Puis, notre étude s’est attardée à la fréquence des contacts parent-enfant, alors qu’il est probable que d’autres modalités des contacts puissent contribuer à l’expérience vécue par l’enfant placé. Ainsi, la présence d’un tiers superviseur, de même que le lieu où se déroulent les contacts parent-enfant, constituent autant de facteurs qui pourraient être examinés afin d’enrichir les réflexions sur les contacts parent-enfant suivant le placement.

Enfin, il est évident que le déroulement des contacts parent-enfant, la qualité des interactions qui y sont observées, de même que l’engagement du parent d’accueil envers l’enfant placé, nous paraissent des facteurs importants à considérer. En effet, des travaux de recherche ont démontré l’efficacité de l’intervention visant la promotion du déroulement des visites parent-enfant (Haight et al., 2005), de la sensibilité parentale des parents biologiques (Moss et al., 2014) et de l’engagement parental (Fisher et Stoolmiller, 2008). Une meilleure connaissance de ces facteurs pourrait être favorable pour développer des pistes d’intervention efficaces au profit des enfants placés. Des travaux de recherche supplémentaires nous paraissent donc incontournables afin de parvenir à mieux identifier l’ensemble des facteurs associés aux réactions négatives observées à la suite des contacts parent-enfant.

Or, notre étude se distingue par une collecte de données issue de multiples répondants, ainsi que par l’utilisation de données autorapportées et de données issues de méthodes observationnelles.

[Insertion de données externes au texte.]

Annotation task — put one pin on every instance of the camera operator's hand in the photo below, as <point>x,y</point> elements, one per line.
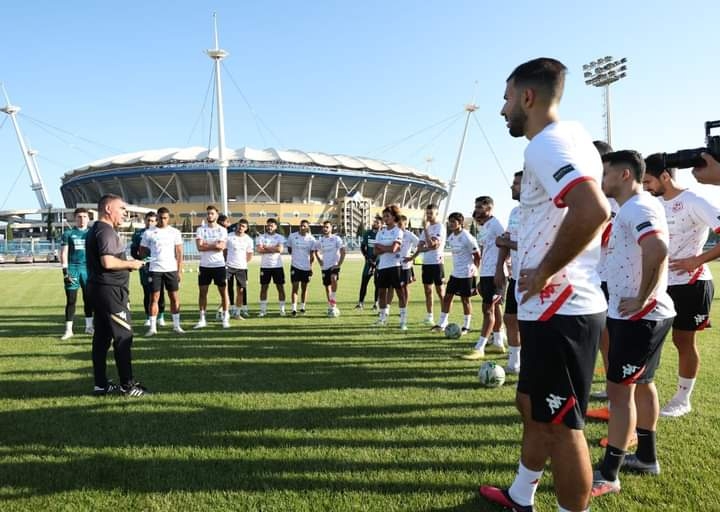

Surtout, la présente étude est la première, à notre connaissance, à souligner le rôle central de la sensibilité parentale du parent d’accueil dans la régulation émotionnelle des réactions des enfants placés à la suite des contacts avec leurs parents biologiques.

Somme toute, la sensibilité parentale représente une avenue intéressante pouvant faciliter les transitions entourant les contacts. Cela témoigne de l’importance de privilégier les facteurs reliés à la relation du parent d’accueil avec l’enfant placé plutôt que de favoriser le débat sur la fréquence des contacts. Ce résultat est cohérent à la recommandation exprimée par Zeanah et ses collègues (2011) qui soulignent les besoins des jeunes enfants placés de bénéficier d’une base sécurisante lors des contacts parent-enfant. De surcroît, les résultats obtenus concernant la présence, chez une majorité d’enfants rencontrés, de réactions négatives à la suite des contacts parent-enfant démontrent une fois de plus qu’il est essentiel de se pencher sur ce domaine de recherche qui concerne une clientèle clairement mise à l’épreuve au cours de son développement.